Tomasz Wegrzanowski

Posted on Jan 21, 2022

100 Languages Speedrun: Episode 62: LLVM Intermediate Representation

#llvm #assembly

Creating a well performing programming language is just far too much work, and most of that work just repeats what other languages have done before.

So it would make so much sense for a new language to get transformed into some simple Intermediate Representation, and then something else picks it up and turns it into a high performance code specific to every target architecture like x86 or ARM or whatnot.

LLVM and its LLVM Intermediate Representation are the most popular way to do this.

History lesson

But before I get to the LLVM, a quick history lesson - why wasn't it done before?

In theory various VMs like most notably Java Virtual Machine can support multiple languages. However as it turns out, unless your language is extremely Java-shaped, compilation is really difficult and the code will run really poorly. So it works for something like Kotlin (which is basically Better Java), but attempts at making Ruby or Python run on a JVM were both difficult and performed poorly. (TruffleRuby runs fast on GraalVM, which is a new VM, not on the base JVM itself, it's all a complicated story).

And JVM was a relatively successful case, as far as these go. Many other attempts like Guile or ParrotVM just died, and nobody outside Microsoft really tried to target .NET VM.

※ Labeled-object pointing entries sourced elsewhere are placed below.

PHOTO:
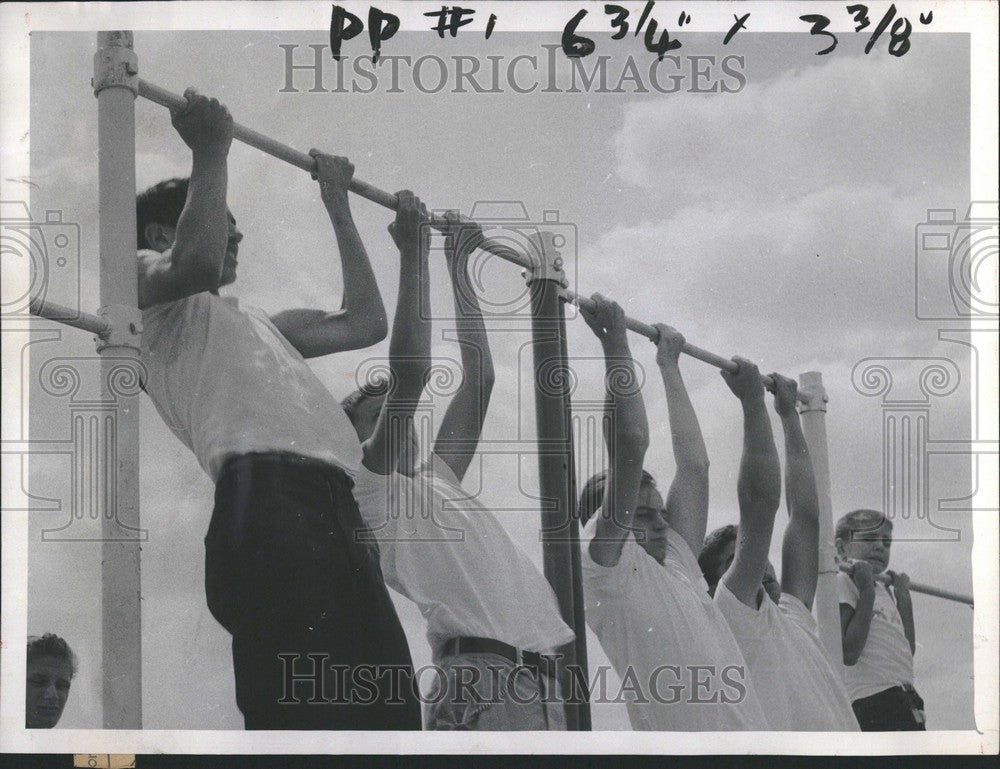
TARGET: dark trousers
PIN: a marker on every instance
(316, 640)
(892, 710)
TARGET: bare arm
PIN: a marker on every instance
(626, 432)
(410, 344)
(758, 487)
(904, 603)
(856, 622)
(687, 500)
(361, 320)
(462, 424)
(193, 261)
(800, 546)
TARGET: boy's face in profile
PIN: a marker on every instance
(871, 544)
(650, 523)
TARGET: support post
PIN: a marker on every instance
(556, 469)
(116, 86)
(813, 411)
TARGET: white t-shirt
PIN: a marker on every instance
(227, 382)
(796, 683)
(680, 666)
(442, 549)
(886, 661)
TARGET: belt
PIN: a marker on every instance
(541, 663)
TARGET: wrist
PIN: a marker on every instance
(338, 205)
(211, 153)
(752, 401)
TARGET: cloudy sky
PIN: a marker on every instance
(775, 223)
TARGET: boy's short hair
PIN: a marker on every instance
(377, 388)
(715, 543)
(592, 496)
(160, 204)
(860, 520)
(51, 645)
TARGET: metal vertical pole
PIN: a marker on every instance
(115, 86)
(813, 411)
(576, 568)
(556, 466)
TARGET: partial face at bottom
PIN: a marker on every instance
(46, 691)
(651, 523)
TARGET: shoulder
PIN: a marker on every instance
(437, 468)
(680, 556)
(794, 610)
(735, 611)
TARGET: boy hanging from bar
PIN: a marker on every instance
(772, 621)
(645, 596)
(492, 619)
(283, 573)
(877, 630)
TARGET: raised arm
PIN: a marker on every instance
(758, 487)
(855, 621)
(626, 432)
(410, 344)
(800, 546)
(904, 604)
(361, 320)
(687, 500)
(189, 258)
(462, 424)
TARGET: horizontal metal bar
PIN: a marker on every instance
(689, 349)
(70, 317)
(306, 162)
(918, 587)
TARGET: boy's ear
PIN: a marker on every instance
(158, 236)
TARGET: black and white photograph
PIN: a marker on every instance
(543, 367)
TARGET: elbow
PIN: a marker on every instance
(367, 331)
(374, 331)
(632, 443)
(489, 378)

The other popular target was compiling languages to JavaScript, so they can run in a browser, and that went far far worse than compiling for the JVM. Again, it worked for various "Better JavaScript" languages like CoffeeScript or ES6 JavaScript, but Ruby on JavaScript engine is crazy slow, even after making a lot of language changes to fit the JavaScript engine. Nobody even seriously thinks of making Ruby-compatible Ruby on JavaScript VM, as that would be impossibly slow. WASM also got zero traction outside cryptominers and other scams.

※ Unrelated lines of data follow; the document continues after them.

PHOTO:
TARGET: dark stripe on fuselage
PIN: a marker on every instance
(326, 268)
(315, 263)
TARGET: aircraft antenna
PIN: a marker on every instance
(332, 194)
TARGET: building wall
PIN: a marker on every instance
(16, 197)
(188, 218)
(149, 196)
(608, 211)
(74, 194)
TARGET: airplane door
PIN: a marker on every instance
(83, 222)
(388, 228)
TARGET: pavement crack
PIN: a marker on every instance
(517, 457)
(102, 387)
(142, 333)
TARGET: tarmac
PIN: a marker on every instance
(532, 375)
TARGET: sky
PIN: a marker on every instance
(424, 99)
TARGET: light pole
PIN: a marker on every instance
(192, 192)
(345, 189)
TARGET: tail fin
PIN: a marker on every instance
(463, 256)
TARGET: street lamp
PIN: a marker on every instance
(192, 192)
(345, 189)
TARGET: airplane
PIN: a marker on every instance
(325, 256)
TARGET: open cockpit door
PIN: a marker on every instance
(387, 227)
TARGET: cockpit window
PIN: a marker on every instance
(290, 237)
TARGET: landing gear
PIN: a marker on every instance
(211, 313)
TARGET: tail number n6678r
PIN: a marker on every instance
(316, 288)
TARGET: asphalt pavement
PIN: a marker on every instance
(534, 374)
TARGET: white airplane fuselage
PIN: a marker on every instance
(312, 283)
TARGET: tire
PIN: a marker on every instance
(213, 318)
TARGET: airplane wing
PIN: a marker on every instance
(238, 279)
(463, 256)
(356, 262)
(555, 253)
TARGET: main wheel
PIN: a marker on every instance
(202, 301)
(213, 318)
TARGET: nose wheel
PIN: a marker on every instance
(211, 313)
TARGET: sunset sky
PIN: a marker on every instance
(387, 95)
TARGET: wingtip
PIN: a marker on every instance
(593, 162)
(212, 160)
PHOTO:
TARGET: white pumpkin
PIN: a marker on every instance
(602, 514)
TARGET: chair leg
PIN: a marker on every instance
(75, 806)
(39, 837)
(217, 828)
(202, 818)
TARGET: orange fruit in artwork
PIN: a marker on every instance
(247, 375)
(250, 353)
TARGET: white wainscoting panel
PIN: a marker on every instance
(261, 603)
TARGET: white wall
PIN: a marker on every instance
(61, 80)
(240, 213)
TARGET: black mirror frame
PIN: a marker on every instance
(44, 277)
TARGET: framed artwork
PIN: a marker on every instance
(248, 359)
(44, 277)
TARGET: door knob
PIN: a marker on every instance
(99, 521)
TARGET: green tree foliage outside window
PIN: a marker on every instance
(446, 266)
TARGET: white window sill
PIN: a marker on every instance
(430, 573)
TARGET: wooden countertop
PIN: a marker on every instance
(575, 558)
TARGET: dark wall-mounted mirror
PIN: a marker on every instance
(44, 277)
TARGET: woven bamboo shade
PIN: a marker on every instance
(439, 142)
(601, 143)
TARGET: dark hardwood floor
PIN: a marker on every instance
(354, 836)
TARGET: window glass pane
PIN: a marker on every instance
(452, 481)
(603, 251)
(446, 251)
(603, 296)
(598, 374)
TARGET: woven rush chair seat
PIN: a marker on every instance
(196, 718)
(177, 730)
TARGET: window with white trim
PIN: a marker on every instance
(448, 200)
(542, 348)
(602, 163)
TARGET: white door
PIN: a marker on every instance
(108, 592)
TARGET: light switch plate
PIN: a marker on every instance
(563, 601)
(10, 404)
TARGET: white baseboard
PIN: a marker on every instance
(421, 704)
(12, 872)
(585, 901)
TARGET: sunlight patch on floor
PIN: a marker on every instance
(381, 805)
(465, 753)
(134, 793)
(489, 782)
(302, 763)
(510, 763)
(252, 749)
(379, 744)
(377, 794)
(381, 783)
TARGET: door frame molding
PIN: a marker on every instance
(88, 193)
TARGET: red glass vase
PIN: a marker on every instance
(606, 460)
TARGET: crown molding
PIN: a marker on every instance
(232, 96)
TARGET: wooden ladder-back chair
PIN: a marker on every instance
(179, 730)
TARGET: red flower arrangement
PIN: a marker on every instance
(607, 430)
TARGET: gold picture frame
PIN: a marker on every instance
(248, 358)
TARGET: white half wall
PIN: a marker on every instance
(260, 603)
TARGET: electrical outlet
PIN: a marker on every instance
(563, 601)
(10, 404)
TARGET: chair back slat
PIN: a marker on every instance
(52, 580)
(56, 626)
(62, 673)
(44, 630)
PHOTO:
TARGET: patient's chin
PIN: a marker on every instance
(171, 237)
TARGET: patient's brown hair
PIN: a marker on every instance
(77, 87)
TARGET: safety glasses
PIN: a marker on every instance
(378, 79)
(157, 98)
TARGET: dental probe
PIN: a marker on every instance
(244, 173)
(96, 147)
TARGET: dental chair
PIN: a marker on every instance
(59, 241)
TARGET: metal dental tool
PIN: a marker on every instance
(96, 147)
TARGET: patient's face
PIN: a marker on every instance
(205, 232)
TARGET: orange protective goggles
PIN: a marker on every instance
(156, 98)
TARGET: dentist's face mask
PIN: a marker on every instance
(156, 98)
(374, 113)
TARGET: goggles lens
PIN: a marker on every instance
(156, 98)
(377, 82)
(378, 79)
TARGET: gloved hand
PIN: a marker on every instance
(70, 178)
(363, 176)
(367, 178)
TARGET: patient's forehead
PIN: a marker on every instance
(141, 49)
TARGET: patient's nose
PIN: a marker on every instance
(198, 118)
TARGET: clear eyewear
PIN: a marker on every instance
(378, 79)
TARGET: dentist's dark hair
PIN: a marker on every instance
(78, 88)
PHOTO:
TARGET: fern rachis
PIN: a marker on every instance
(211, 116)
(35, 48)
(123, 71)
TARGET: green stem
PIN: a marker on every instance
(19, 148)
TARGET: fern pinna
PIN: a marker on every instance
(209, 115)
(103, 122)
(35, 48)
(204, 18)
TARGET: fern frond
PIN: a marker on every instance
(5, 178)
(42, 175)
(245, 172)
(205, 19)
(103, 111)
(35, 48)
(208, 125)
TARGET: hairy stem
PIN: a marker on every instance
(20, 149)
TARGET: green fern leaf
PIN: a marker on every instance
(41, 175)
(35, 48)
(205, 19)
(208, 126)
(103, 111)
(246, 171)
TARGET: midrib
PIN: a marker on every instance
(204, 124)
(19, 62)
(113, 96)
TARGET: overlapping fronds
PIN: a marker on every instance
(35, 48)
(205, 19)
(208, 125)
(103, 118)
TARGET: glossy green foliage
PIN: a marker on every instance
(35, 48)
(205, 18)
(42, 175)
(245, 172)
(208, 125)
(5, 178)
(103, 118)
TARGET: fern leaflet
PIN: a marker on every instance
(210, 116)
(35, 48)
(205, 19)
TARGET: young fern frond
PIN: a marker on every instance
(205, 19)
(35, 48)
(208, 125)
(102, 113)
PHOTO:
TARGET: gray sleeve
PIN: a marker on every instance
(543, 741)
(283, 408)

But before LLVM, we had the GNU Compiler Collection, an successful Open Source compiler collection with multiple programming language frontends and multiple architecture backends, so why people didn't use that?

And that's because the Free Software Foundation were fucking morons, and tried to obfuscate the intermediate representation as much as they could, to prevent people from using parts of GCC to do some spooky proprietary stuff. I'm not making this up, there's plenty of mails from Richard Stallman himself showing this idiocy was an explicit FCC policy, even way past the point where LLVM was taking over the compiler world. And it's not just new languages that need access to compiler internals. Editors need it for proper syntax highlighting, linters, refactoring tools, and all sorts of programmer utilities need this access. FSF got fuck all for their hardline approach, they just drove GCC into irrelevance. And that's how we got here.

Getting Started with LLVM

LLVM doesn't guarantee stability of its internal representation, and it's not really meant to be too human editable. It's also difficult to write complete programs in LLVM, as it doesn't have any I/O itself, it's all up to each language.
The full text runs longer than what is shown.